Bloomberg News

London Jumps to Second Behind NYC in PwC Rank of Finance Cities

October 12, 2012

London Jumps to Second Behind NYC in PwC Rank of Finance Cities

London, which hosted the Olympics this year, topped PwC’s new “city gateway” category that seeks to measure a financial center’s attraction to people outside its home country. Photographer: Simon Dawson/Bloomberg

London has moved up from sixth to a close second behind New York in a ranking of financial centers by PricewaterhouseCoopers LLP after the consulting firm took account of the British capital’s international connections.

London’s “economic clout, ease of doing business, innovation and attraction as an international gateway” offset Britain’s sluggish economy and financial job losses, according to the Oct. 11 report by PwC, which examined the social and economic performance of 27 cities.

New York remained in first place, while Toronto and Paris rank third and fourth, respectively. The first Asian city in the ranking, Singapore, comes in seventh, followed by Hong Kong. London, which hosted the Olympics this year, topped PwC’s new “city gateway” category that seeks to measure a financial center’s attraction to people outside its home country.

“If we are to continue to be a high-performing city, we need to consider whether we are planning adequately for the challenges that lie ahead, looking at major infrastructure improvements and connectivity to maintain our edge,” David Snell, a partner in PwC’s London office, said in a statement.
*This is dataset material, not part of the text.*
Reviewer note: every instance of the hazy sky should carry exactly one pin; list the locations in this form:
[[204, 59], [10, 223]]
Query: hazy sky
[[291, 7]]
London Mayor Boris Johnson has been trying to convince Prime Minister David Cameron’s government to build a new airport to replace Heathrow, which suffers from congestion.

Four of PwC’s five leaders in inner-city transportation and infrastructure sit in Asia: Singapore, Seoul, Tokyo and Hong Kong. Paris moved up seven spots to top the livability category.

The U.K. capital’s financial industry is fighting to keep its reputation intact after scandals including the manipulation of the London interbank offered rate and an alleged $2.3 billion trading fraud at Swiss bank UBS AG. The U.K. has shed more than 100,000 financial jobs, or a tenth of the industry’s workforce, since the collapse of Lehman Brothers Holdings Inc. in 2008, according to the Confederation of British Industry.